If we observed this process for each individual, we could fit a Cox PH model as above: \[\begin{align} PL(\boldsymbol{\beta}) & = \prod_{i=1}^n \left(\frac{\exp(\mathbf{z}_i^T \boldsymbol{\beta} + \gamma W_i(t_i))}{\sum_{j \in R(t_i)} \exp(\mathbf{z}_j^T \boldsymbol{\beta} + \gamma W_j(t_i))}\right)^{\delta_i} \end{align}\] where we know \(W_i(u)\) exactly for each individual for their entire at risk period.

This is obviously not realistic; typically participants will have intermittent measurements of biomarkers. An example might be CD4 counts, a measure of the concentration of T-cells in the blood, which is an important measurement for those with HIV. A low CD4 count can be an indication that an individual is at risk for AIDS; in fact a CD4 count of below 200 is one of the diagnostic criteria for AIDS.

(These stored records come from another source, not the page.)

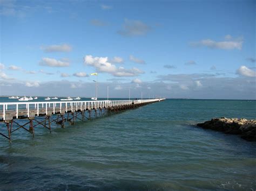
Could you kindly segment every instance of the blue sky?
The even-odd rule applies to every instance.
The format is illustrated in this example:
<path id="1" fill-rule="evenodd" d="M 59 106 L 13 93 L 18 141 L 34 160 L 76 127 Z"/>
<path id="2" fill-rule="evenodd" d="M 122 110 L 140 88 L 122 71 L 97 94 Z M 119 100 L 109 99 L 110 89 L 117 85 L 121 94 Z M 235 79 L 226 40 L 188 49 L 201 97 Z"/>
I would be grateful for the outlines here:
<path id="1" fill-rule="evenodd" d="M 0 94 L 90 97 L 98 72 L 100 97 L 255 99 L 255 12 L 253 1 L 0 0 Z"/>

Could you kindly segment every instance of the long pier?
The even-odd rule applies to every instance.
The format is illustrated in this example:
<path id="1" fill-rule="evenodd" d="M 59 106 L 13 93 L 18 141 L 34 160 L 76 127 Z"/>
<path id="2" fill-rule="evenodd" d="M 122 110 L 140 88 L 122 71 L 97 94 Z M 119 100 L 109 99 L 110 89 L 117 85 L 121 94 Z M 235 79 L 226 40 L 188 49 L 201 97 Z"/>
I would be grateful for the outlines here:
<path id="1" fill-rule="evenodd" d="M 5 135 L 0 132 L 0 135 L 11 143 L 12 133 L 21 129 L 34 137 L 35 128 L 39 125 L 51 132 L 51 123 L 55 122 L 64 128 L 65 122 L 73 125 L 77 121 L 83 122 L 92 117 L 118 113 L 164 100 L 0 103 L 0 122 L 5 124 L 8 133 Z M 24 119 L 23 124 L 21 119 Z"/>

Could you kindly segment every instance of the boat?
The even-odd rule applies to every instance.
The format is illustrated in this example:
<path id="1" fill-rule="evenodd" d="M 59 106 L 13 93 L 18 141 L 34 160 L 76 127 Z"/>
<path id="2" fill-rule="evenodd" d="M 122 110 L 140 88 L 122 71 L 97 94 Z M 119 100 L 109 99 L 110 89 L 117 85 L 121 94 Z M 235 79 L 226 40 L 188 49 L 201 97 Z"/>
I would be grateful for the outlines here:
<path id="1" fill-rule="evenodd" d="M 96 81 L 93 80 L 93 82 L 95 82 L 95 90 L 96 90 L 96 93 L 95 93 L 95 96 L 96 97 L 92 97 L 91 99 L 92 100 L 95 100 L 97 101 L 98 100 L 98 73 L 92 73 L 91 74 L 91 75 L 96 75 L 97 77 Z"/>
<path id="2" fill-rule="evenodd" d="M 18 101 L 29 101 L 29 98 L 26 96 L 24 96 L 23 97 L 21 97 L 20 99 L 18 99 Z"/>
<path id="3" fill-rule="evenodd" d="M 33 97 L 32 97 L 31 96 L 29 96 L 29 100 L 33 100 Z"/>
<path id="4" fill-rule="evenodd" d="M 65 99 L 60 99 L 60 100 L 61 101 L 72 101 L 73 100 L 73 98 L 69 96 Z"/>

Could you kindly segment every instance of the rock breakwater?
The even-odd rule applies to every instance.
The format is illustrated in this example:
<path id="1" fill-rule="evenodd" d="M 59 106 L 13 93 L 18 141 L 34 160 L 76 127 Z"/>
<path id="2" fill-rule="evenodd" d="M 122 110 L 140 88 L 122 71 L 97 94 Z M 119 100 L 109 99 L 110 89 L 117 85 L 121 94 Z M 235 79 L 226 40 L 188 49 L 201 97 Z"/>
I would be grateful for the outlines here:
<path id="1" fill-rule="evenodd" d="M 256 120 L 221 117 L 198 123 L 197 126 L 225 133 L 240 135 L 245 140 L 256 141 Z"/>

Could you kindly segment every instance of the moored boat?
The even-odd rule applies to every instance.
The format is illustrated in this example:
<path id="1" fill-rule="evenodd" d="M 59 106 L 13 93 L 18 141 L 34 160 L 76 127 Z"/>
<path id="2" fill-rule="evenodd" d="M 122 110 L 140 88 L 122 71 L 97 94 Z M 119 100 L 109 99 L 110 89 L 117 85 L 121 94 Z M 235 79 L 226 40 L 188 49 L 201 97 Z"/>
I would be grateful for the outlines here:
<path id="1" fill-rule="evenodd" d="M 21 97 L 20 99 L 18 99 L 18 101 L 29 101 L 29 98 L 26 97 L 26 96 L 24 96 L 23 97 Z"/>
<path id="2" fill-rule="evenodd" d="M 65 99 L 60 99 L 60 100 L 61 101 L 72 101 L 73 100 L 73 98 L 69 96 Z"/>
<path id="3" fill-rule="evenodd" d="M 28 99 L 29 100 L 33 100 L 33 97 L 32 97 L 31 96 L 29 96 Z"/>

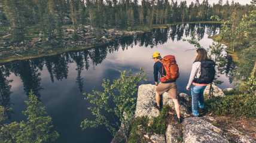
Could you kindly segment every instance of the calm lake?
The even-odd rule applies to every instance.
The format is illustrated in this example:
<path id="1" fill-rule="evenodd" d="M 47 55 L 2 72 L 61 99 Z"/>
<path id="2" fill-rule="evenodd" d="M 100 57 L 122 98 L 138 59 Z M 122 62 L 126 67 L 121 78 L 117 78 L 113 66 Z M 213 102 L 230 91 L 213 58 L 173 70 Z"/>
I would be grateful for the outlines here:
<path id="1" fill-rule="evenodd" d="M 208 38 L 218 33 L 218 24 L 190 24 L 154 29 L 132 37 L 123 38 L 106 46 L 57 55 L 17 61 L 0 66 L 1 104 L 11 107 L 10 121 L 20 121 L 25 117 L 24 101 L 32 90 L 39 97 L 51 116 L 60 134 L 56 142 L 109 142 L 112 136 L 104 128 L 82 130 L 80 124 L 85 118 L 93 119 L 87 109 L 90 106 L 83 93 L 100 89 L 102 79 L 119 76 L 119 72 L 138 72 L 143 67 L 147 75 L 147 83 L 153 83 L 152 54 L 157 51 L 162 55 L 176 56 L 180 69 L 177 81 L 180 92 L 185 89 L 196 51 L 188 50 L 194 46 L 182 39 L 190 39 L 194 32 L 200 43 L 208 48 L 213 41 Z M 220 75 L 221 88 L 231 87 L 228 71 Z M 10 85 L 10 86 L 8 86 Z M 8 92 L 8 91 L 11 92 Z"/>

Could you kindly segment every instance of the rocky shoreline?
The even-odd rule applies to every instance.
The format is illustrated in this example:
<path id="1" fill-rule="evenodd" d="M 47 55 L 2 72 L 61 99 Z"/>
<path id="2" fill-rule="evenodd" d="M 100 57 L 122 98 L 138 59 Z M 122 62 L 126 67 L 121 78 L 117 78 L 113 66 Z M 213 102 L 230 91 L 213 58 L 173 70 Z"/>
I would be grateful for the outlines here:
<path id="1" fill-rule="evenodd" d="M 214 85 L 214 96 L 225 96 L 221 89 Z M 153 85 L 142 85 L 139 86 L 135 119 L 147 116 L 154 118 L 159 115 L 159 110 L 153 107 L 156 86 Z M 205 94 L 208 93 L 207 88 Z M 143 132 L 144 139 L 151 143 L 199 143 L 199 142 L 234 142 L 255 143 L 256 141 L 246 135 L 243 135 L 236 129 L 225 129 L 223 130 L 212 123 L 215 119 L 209 115 L 201 117 L 190 116 L 190 111 L 187 105 L 191 102 L 191 98 L 185 93 L 180 93 L 178 96 L 181 104 L 181 113 L 185 117 L 181 126 L 175 122 L 168 122 L 164 134 L 155 134 Z M 163 95 L 164 105 L 169 105 L 173 109 L 173 103 L 167 93 Z M 140 132 L 139 130 L 138 132 Z M 112 143 L 120 142 L 122 138 L 121 129 L 114 137 Z"/>
<path id="2" fill-rule="evenodd" d="M 116 29 L 95 29 L 81 25 L 77 29 L 75 40 L 72 27 L 62 26 L 62 29 L 61 39 L 49 39 L 39 32 L 38 35 L 33 35 L 34 38 L 15 44 L 10 41 L 11 35 L 5 33 L 0 38 L 0 63 L 103 46 L 125 37 L 144 33 L 139 30 L 127 31 Z"/>

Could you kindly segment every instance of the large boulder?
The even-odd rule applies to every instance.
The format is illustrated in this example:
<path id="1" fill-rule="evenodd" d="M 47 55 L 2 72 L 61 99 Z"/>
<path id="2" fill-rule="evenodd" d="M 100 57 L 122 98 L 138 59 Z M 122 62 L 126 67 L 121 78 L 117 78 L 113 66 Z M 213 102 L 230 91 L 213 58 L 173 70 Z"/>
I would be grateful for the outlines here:
<path id="1" fill-rule="evenodd" d="M 211 85 L 208 85 L 206 88 L 205 88 L 205 91 L 203 92 L 204 95 L 209 95 L 209 92 L 210 91 L 210 86 Z M 215 84 L 212 84 L 212 95 L 214 97 L 224 97 L 225 96 L 224 93 L 223 92 L 223 90 L 216 86 Z"/>
<path id="2" fill-rule="evenodd" d="M 200 117 L 189 117 L 183 122 L 184 143 L 228 143 L 218 128 Z"/>
<path id="3" fill-rule="evenodd" d="M 151 84 L 142 85 L 139 86 L 135 117 L 148 116 L 152 118 L 159 115 L 159 111 L 153 106 L 155 102 L 156 88 L 156 85 Z M 185 101 L 189 99 L 188 95 L 184 93 L 182 97 L 179 98 L 184 98 Z M 174 109 L 173 102 L 167 92 L 163 94 L 162 100 L 164 105 L 169 105 Z M 181 105 L 181 111 L 183 116 L 188 117 L 190 116 L 190 113 L 185 104 Z"/>

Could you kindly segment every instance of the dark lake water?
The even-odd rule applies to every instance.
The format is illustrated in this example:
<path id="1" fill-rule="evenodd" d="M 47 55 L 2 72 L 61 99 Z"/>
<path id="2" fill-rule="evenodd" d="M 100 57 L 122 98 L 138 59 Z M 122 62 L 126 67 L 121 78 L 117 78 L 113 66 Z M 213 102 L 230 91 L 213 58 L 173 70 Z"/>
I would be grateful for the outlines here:
<path id="1" fill-rule="evenodd" d="M 10 86 L 2 86 L 0 89 L 11 92 L 1 95 L 1 104 L 13 108 L 14 113 L 9 115 L 11 121 L 24 120 L 24 101 L 32 90 L 53 118 L 60 134 L 56 142 L 109 142 L 112 136 L 104 127 L 81 130 L 81 122 L 86 117 L 93 118 L 83 93 L 100 89 L 103 79 L 117 78 L 119 71 L 124 70 L 135 72 L 143 67 L 147 82 L 153 83 L 151 56 L 156 51 L 163 55 L 176 56 L 181 73 L 178 89 L 186 92 L 196 51 L 186 51 L 194 46 L 182 39 L 190 39 L 194 32 L 201 45 L 209 47 L 213 41 L 208 36 L 217 33 L 218 27 L 218 24 L 178 24 L 101 47 L 5 63 L 1 66 L 0 83 Z M 219 78 L 224 82 L 221 88 L 231 86 L 226 74 Z"/>

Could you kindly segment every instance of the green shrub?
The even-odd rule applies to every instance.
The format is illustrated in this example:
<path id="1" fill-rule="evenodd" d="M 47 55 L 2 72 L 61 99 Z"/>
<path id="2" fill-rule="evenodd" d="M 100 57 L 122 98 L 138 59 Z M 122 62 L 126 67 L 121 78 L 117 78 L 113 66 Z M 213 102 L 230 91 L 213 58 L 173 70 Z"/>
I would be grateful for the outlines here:
<path id="1" fill-rule="evenodd" d="M 206 101 L 206 107 L 217 115 L 256 117 L 256 96 L 236 94 L 214 97 Z"/>

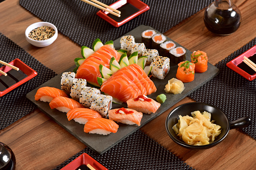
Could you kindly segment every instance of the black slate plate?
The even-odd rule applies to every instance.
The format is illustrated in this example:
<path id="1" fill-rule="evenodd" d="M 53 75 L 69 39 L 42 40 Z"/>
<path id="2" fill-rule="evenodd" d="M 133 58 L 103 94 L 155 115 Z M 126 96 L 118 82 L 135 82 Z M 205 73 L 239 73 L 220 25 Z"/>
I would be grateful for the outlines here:
<path id="1" fill-rule="evenodd" d="M 150 27 L 141 25 L 131 32 L 127 33 L 125 35 L 133 35 L 135 37 L 135 41 L 136 43 L 141 43 L 141 33 L 144 31 L 148 29 L 154 30 L 154 29 Z M 159 33 L 157 31 L 157 32 Z M 114 42 L 114 46 L 116 50 L 118 50 L 120 48 L 119 43 L 120 38 L 121 37 L 117 39 Z M 100 38 L 99 38 L 100 39 Z M 168 38 L 168 39 L 171 40 L 169 38 Z M 181 46 L 176 42 L 174 42 L 176 43 L 176 46 Z M 105 42 L 103 43 L 104 43 Z M 186 59 L 187 60 L 190 61 L 190 55 L 191 52 L 187 49 L 186 50 L 187 51 Z M 74 66 L 74 67 L 68 69 L 67 71 L 72 71 L 75 67 L 75 66 Z M 77 137 L 81 142 L 85 144 L 87 146 L 95 152 L 99 154 L 102 154 L 128 136 L 130 134 L 139 129 L 140 127 L 142 127 L 146 124 L 146 123 L 163 113 L 170 107 L 174 105 L 192 92 L 212 79 L 216 76 L 219 72 L 219 69 L 218 68 L 212 64 L 208 63 L 208 69 L 206 72 L 203 73 L 196 73 L 195 80 L 194 81 L 189 83 L 184 83 L 185 88 L 181 94 L 176 95 L 170 93 L 166 94 L 164 90 L 165 86 L 169 80 L 172 78 L 175 77 L 177 69 L 177 65 L 171 66 L 169 73 L 164 80 L 159 80 L 153 77 L 151 78 L 151 79 L 153 80 L 157 88 L 157 91 L 156 93 L 149 95 L 148 97 L 156 100 L 156 97 L 158 95 L 164 93 L 167 97 L 165 102 L 161 104 L 161 107 L 156 113 L 152 113 L 150 115 L 144 114 L 140 126 L 138 126 L 137 125 L 128 125 L 122 123 L 118 123 L 119 127 L 117 132 L 115 133 L 111 133 L 108 135 L 86 133 L 84 132 L 83 131 L 83 125 L 77 123 L 73 120 L 69 121 L 67 118 L 67 115 L 65 113 L 59 112 L 56 109 L 51 109 L 48 103 L 45 103 L 40 101 L 36 101 L 35 100 L 35 94 L 37 90 L 40 87 L 49 86 L 60 89 L 61 74 L 55 76 L 31 91 L 27 94 L 27 97 L 36 104 L 40 110 L 45 113 L 49 117 L 51 117 L 60 126 Z M 113 104 L 112 108 L 122 107 L 127 108 L 127 105 L 125 103 L 122 104 L 121 105 Z M 163 123 L 164 123 L 164 122 L 163 122 Z"/>

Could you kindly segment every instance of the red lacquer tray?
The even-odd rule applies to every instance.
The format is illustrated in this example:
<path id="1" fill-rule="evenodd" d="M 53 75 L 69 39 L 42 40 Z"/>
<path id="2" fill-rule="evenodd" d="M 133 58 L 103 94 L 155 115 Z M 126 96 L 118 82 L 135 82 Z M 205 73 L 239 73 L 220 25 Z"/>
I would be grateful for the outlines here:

Furthermore, we typically will not observe any underlying “true” values of \(W_i(u)\), but instead we’ll observe some noisy proxy for that variable, say \(\tilde{W}_i(u)\). The solution to this is to model \(W_i(u)\) as an unknown parameter that we learn about via observations of \(\tilde{W}_i(u)\) at different time points: \[\begin{align*} \tilde{W}_i(u_j) & = W_i(u_j) + \varepsilon_{i}(u_j)\\ \varepsilon_{i}(u_j) & \sim F \\ W_i(u_j) & = \alpha_{i0} + \alpha_{i1} u_j \\ (\alpha_{i0}, \alpha_{i1}) & \sim G \end{align*}\] Then the hazard ratio for \(X_i\) would be: \[\begin{align*} \lambda_i(t) & = \lambda_0(t) \exp(\gamma (\alpha_{i0} + \alpha_{i1} t) + \mathbf{z}_i^T \boldsymbol{\beta}) \end{align*}\] The key limitation for survival analysis is that we need access to \(W_i(u)\) for all \(u\) prior to censoring or failure. This is only possible via a model for \(W_i(u)\). One could imagine a nonparametric model taking the place of the simple linear model employed above. Despite its simplicity, the model above is investigated in (Tsiatis and Davidian 2004).

References

Tsiatis, Anastasios A., and Marie Davidian. 2004. “Joint Modeling of Longitudinal and Time-to-Event Data: An Overview.” Statistica Sinica 14: 809–34.